Bingham County voters oust incumbent coroner; assessor Harrington holds seat
Bingham County Coroner Jimmy Roberts lost his Republican primary to political newcomer Scott O. Tweedy by a 74-to-26 margin Tuesday, while incumbent Assessor Donovan Harrington defeated his challenger to retain his seat.
Bingham County voters delivered a sharp rebuke to incumbent Coroner Jimmy Roberts in Tuesday’s Republican primary, replacing him with political newcomer Scott O. Tweedy by a margin of nearly three to one. In a separate race on the same ballot, incumbent Assessor Donovan Harrington held his seat against a challenger.

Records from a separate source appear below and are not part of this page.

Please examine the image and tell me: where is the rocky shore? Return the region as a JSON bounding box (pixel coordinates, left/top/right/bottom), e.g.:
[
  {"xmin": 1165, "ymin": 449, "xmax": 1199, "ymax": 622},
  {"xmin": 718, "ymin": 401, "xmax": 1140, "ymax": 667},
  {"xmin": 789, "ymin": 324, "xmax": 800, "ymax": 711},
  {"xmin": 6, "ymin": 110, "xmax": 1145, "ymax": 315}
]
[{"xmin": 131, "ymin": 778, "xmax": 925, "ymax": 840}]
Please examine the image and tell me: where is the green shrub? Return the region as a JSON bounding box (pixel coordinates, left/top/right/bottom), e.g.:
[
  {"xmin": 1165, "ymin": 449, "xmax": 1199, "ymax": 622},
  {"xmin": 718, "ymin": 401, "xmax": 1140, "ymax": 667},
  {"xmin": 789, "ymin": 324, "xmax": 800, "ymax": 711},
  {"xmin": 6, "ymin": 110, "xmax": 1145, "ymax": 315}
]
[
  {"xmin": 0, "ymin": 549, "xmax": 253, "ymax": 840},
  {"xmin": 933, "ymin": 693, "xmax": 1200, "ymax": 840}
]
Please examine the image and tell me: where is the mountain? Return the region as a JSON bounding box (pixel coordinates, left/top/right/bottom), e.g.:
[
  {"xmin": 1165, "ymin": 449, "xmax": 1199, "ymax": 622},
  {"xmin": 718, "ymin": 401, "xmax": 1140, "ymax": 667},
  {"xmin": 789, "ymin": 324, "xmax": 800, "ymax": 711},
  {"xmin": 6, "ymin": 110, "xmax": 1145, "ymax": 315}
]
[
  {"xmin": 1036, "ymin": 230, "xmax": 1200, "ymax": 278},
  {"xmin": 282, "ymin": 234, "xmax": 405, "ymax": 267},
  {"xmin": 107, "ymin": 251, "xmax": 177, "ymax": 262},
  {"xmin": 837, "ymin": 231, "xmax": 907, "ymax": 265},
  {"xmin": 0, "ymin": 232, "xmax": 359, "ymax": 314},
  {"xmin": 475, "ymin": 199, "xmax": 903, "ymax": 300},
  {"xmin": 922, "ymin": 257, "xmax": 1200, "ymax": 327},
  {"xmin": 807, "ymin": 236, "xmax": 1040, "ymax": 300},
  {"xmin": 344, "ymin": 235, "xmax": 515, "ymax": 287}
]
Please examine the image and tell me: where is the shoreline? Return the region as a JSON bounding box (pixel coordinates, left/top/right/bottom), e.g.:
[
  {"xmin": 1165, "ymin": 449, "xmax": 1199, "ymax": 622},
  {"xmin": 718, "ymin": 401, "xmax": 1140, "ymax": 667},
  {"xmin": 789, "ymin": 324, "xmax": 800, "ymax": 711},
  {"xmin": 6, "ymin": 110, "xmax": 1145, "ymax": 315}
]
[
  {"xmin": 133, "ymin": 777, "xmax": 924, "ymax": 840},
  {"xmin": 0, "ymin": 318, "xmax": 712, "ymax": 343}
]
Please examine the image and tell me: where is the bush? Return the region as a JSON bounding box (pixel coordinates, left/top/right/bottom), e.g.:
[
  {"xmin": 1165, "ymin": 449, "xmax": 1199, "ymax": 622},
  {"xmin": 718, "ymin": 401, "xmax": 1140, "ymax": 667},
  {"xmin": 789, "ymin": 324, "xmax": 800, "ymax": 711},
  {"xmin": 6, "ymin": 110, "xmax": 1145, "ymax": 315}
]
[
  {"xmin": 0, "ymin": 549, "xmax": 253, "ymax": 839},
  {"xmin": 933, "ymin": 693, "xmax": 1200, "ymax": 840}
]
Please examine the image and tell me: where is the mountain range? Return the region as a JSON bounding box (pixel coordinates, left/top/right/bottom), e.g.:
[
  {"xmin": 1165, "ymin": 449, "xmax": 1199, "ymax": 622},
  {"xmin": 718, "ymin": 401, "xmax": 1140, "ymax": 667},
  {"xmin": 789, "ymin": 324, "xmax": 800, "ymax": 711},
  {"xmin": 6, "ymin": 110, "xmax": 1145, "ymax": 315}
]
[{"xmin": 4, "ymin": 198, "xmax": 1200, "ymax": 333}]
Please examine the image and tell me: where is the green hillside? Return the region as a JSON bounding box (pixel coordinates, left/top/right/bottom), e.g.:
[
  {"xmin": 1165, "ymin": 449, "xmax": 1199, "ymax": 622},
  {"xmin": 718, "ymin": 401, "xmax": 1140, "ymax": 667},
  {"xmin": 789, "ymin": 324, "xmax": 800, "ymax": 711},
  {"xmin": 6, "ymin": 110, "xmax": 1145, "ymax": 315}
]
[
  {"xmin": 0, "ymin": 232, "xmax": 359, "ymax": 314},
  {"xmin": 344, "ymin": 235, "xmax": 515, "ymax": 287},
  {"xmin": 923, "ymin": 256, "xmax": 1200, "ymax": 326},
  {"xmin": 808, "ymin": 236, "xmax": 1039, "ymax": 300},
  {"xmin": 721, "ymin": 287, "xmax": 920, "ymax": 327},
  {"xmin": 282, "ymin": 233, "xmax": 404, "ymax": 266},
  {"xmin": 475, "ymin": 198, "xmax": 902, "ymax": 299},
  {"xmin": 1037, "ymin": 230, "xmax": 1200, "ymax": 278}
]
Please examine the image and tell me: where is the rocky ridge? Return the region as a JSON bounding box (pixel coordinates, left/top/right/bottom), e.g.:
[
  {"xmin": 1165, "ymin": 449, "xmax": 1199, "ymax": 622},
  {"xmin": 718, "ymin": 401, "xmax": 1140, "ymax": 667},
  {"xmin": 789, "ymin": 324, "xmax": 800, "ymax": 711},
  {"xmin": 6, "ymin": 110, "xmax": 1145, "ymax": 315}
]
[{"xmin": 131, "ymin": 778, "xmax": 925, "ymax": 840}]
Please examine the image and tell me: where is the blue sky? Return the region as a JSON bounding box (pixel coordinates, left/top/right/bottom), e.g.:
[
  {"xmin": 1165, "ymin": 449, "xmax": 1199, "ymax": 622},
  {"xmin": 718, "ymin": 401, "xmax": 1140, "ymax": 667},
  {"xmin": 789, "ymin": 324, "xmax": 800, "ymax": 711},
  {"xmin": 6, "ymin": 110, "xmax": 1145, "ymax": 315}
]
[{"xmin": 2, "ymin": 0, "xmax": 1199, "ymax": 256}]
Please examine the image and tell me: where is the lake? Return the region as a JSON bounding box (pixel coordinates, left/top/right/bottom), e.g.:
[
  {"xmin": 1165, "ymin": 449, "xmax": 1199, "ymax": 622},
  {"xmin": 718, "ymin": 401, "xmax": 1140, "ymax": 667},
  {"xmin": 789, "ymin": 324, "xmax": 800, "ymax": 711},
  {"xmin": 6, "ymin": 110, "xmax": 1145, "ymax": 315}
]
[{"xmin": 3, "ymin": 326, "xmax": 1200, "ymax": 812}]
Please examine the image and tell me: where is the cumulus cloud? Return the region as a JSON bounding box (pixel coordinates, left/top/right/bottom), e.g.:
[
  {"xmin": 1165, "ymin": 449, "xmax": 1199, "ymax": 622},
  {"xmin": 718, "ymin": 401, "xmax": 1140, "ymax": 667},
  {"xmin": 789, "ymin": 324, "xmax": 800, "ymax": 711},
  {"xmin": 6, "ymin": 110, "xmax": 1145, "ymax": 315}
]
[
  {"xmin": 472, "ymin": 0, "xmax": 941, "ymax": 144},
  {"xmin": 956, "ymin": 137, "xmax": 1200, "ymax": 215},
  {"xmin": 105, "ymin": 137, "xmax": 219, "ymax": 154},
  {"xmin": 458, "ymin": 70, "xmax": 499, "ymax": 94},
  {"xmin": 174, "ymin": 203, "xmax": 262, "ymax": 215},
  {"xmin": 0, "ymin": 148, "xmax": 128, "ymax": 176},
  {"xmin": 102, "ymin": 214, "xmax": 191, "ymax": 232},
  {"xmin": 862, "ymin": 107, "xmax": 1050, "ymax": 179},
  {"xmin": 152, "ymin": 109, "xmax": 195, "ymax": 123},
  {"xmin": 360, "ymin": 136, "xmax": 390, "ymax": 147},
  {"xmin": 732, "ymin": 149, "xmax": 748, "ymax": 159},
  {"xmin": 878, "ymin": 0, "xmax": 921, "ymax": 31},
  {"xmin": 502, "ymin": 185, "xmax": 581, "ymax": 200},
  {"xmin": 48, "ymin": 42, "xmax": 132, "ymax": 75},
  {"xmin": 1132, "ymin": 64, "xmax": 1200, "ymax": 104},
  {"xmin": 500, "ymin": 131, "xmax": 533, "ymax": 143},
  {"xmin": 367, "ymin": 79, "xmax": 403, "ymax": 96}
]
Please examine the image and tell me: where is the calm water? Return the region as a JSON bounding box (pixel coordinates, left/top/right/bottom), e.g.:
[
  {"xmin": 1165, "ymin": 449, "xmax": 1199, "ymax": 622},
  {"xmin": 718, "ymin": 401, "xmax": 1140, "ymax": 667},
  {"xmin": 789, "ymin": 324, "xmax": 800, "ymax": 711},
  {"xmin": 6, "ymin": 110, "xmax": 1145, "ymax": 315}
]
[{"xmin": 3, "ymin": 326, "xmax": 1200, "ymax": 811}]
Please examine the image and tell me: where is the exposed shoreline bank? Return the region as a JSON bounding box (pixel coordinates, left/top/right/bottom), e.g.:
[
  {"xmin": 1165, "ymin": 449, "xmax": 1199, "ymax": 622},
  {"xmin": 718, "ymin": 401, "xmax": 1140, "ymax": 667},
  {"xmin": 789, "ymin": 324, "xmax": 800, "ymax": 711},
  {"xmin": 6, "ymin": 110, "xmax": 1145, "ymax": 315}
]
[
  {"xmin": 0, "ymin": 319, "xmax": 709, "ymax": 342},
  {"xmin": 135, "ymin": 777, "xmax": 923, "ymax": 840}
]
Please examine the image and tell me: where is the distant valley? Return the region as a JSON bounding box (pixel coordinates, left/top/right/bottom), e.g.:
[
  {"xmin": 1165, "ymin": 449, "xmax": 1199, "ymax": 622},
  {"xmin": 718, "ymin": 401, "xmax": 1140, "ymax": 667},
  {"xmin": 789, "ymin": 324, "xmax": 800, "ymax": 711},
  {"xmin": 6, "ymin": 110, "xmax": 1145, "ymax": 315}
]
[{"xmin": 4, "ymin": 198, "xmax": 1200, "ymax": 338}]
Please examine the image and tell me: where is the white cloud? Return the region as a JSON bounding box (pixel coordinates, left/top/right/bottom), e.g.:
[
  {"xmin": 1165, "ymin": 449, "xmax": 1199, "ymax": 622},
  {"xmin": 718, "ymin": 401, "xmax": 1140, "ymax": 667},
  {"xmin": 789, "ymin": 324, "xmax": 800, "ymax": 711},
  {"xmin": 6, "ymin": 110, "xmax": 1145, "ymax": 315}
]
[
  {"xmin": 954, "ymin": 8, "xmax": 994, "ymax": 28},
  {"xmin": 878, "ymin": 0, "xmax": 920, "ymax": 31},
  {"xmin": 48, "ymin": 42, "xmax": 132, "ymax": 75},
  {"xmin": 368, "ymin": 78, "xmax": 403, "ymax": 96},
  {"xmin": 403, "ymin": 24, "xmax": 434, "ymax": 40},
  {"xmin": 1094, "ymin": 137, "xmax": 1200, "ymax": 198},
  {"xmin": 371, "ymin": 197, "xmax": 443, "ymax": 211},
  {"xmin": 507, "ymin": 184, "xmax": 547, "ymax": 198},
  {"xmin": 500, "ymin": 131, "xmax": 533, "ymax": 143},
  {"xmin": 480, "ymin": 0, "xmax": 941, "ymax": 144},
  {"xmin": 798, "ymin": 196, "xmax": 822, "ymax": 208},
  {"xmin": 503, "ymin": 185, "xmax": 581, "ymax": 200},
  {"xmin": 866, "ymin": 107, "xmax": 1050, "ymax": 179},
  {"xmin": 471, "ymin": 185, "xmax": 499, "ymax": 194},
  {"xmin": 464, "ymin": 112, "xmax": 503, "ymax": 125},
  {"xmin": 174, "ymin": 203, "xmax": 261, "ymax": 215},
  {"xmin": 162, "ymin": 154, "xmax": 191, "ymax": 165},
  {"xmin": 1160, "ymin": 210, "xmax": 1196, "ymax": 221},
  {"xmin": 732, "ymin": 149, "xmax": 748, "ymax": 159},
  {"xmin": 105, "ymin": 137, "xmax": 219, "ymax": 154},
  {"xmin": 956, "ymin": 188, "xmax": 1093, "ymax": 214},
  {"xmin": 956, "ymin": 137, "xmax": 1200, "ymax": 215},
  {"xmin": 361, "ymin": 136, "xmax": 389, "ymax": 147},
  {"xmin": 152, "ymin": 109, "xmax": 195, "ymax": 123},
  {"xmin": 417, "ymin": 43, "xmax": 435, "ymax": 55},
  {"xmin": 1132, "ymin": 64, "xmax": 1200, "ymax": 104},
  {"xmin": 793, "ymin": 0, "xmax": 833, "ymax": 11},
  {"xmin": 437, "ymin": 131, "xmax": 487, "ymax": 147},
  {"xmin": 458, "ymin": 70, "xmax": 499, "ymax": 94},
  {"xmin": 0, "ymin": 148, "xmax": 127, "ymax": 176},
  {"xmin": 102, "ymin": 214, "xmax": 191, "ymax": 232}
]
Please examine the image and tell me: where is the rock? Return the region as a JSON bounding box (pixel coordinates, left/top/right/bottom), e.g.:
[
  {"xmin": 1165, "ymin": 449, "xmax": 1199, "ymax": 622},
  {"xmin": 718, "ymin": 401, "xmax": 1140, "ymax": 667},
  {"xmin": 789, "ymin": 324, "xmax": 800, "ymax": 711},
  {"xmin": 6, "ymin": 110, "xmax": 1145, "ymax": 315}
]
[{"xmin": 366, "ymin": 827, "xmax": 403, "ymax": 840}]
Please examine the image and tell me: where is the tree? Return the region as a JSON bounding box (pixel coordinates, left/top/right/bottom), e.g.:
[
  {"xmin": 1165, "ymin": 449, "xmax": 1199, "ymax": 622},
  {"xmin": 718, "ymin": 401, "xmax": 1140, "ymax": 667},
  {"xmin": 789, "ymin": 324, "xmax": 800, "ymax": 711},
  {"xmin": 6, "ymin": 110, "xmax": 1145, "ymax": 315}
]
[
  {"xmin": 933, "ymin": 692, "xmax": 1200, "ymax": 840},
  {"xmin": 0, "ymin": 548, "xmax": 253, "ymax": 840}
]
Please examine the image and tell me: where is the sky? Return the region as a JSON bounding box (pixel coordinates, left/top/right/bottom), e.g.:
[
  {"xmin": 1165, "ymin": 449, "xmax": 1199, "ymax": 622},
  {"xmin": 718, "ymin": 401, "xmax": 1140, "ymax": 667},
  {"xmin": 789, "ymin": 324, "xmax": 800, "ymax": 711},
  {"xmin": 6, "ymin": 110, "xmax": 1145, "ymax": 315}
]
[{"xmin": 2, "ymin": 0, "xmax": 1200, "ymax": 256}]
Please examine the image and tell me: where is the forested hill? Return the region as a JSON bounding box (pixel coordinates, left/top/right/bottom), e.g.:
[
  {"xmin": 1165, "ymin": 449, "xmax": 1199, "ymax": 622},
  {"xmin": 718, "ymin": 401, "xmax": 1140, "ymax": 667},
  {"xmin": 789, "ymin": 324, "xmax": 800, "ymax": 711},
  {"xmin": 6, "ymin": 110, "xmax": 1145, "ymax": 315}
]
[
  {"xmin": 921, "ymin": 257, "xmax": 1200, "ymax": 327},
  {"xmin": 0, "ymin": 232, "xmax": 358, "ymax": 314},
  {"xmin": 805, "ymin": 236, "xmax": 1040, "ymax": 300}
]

Coroner: a rare incumbent loss
Tweedy took 4,723 votes, or 74 percent, against Roberts’s 1,605 votes, or 26 percent. Roberts was elected to the coroner’s office in May 2022 and was running for a second term. The result is the kind of decisive loss that is unusual for an unopposed incumbent in a low-profile county office, and it leaves the office in new hands for the first time since 2022.
No Democratic candidate filed for the Bingham County coroner race, so the primary effectively decides the seat. Tweedy is expected to take office in January.
Assessor: a clearer win
In the assessor’s race, Harrington took 4,192 votes, or 69 percent, against Jonathan Stimens’s 1,862 votes, or 30 percent. The result keeps Harrington in the county’s top property-valuation post. As with the coroner’s race, there is no November opponent.
Bingham County’s primary night reflected a broader pattern across eastern Idaho on Tuesday: voters were willing to remove incumbents in some down-ballot races while returning others by comfortable margins, with no clear ideological throughline.